EU gibt keine festen Zusagen für Investitionen in den USA
Auch die Ankündigung der EU-Kommission, 600 Milliarden Dollar in den USA zu investieren, kann nicht als feste Zusage verstanden werden. Aus der EU-Kommission ist zu hören, europäische Unternehmen würden Investitionen in dieser Höhe planen. Anders als etwa Japan hat die EU aber keine Zusagen gemacht, öffentliches Geld in den USA zu investieren.
Unklar bleibt, welchen Zoll die USA künftig auf Pharmaprodukte erheben werden und wie es mit Stahl und Aluminium weiter geht, auf die aktuell 50 Prozent Zoll anfallen, was die Branche erheblich belastet. Von der Leyen kündigte an, dass über Quoten verhandelt werde, für die niedrigere Zölle gelten sollen.

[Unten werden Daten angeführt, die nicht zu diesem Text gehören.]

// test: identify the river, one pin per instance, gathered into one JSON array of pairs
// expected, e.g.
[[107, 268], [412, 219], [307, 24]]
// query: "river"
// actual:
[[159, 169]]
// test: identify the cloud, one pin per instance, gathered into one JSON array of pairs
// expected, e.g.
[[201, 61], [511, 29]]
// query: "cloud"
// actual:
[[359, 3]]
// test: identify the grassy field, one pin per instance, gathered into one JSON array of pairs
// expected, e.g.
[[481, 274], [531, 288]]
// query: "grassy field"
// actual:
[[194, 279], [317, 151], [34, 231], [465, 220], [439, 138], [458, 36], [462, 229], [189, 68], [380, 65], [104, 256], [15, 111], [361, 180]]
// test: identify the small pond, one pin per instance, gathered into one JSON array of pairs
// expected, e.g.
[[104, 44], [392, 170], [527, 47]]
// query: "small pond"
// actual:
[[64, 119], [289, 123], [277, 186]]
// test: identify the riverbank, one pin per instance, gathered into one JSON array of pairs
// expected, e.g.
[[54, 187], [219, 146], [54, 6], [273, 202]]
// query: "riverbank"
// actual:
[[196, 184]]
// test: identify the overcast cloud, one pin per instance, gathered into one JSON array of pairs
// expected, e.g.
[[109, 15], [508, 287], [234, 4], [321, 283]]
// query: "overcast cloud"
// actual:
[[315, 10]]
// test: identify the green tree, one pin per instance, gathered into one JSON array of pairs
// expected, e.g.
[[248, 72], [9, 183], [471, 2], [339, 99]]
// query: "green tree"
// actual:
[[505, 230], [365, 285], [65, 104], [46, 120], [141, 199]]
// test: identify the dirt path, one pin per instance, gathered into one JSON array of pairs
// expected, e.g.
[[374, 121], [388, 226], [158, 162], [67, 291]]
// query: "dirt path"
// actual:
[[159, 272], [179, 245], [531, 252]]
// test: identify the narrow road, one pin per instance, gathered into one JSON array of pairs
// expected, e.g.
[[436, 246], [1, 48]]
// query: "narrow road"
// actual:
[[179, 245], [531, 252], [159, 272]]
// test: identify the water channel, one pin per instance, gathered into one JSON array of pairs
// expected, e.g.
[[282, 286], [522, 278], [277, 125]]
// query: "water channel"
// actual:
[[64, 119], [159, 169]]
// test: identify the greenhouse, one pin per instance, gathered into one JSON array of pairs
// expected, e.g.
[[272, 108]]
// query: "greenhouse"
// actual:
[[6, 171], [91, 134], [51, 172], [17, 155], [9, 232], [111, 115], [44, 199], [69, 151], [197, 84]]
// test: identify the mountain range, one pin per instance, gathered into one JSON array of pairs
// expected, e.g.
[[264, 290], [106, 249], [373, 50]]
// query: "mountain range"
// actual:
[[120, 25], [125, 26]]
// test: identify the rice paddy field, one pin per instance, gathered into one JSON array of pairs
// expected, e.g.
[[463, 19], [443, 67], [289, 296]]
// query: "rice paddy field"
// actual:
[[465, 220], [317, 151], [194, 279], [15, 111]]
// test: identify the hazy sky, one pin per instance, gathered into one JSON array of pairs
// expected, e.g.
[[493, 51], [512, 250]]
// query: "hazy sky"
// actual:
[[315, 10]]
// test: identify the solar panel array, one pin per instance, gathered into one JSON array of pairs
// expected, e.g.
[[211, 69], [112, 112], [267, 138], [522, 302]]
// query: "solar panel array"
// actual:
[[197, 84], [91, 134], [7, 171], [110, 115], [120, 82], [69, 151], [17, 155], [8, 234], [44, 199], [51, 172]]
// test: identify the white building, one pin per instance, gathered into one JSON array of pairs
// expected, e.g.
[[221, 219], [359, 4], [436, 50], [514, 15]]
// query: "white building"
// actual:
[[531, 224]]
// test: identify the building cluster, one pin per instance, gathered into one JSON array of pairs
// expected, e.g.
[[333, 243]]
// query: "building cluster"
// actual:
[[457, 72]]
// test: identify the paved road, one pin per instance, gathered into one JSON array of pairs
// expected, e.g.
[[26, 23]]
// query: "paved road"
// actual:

Die EU-Kommission beharrt darauf, dass sie das Maximum aus den Verhandlungen herausgeholt habe. “Dies ist eindeutig der beste Deal, den wir unter sehr schwierigen Umständen erzielen konnten“, unterstrich Handelskommissar Šefčovič. Schwierig waren die Umstände nicht nur wegen Trumps erpresserischen Methoden. Die EU-Mitgliedsstaaten waren sich nicht einig über Ziele und Verhandlungsmethoden. Sie scheuten sich auch nicht, ihre Uneinigkeit nach außen zu tragen. Bundeskanzler Friedrich Merz (CDU) hatte die Verhandlungsmethode der EU-Kommission öffentlich kritisiert und auf eine schnelle Einigung gedrungen, damit die deutschen Autobauer entlastet werden, die aktuell mit einem Zoll von 27,5 Prozent konfrontiert sind. Irland und Italien hatten wie die Bundesregierung für einen konzilianten Kurs plädiert.
Frankreich und Spanien hatten Gegenzölle und mehr Härte gefordert
Frankreich und Spanien hatten dagegen gefordert, dass die EU von Anfang an härter auftreten solle und Gegenzölle erhebt, um Druck auf Trump auszuüben. Die massive Kritik am Deal aus Frankreich sieht Lucas Guttenberg, Direktor des Europa-Programms der Bertelsmann-Stiftung, als Beweis, dass die Organisation der Handelspolitik an ihre Grenzen stoße.
Regierungen würden sich von dem Ergebnis der Verhandlungen distanzieren, obwohl sie der Kommission ein Mandat erteilt hätten. „Der Mechanismus ist eindeutig nicht geeignet für einen geopolitischen Moment wie aktuell“, urteilt Guttenberg. Er befürchtet einen Reputationsverlust, wenn die Mitgliedsstaaten nun die Verantwortung bei der EU-Kommission abladen.
Die Autorin ist freie Journalistin in Brüssel.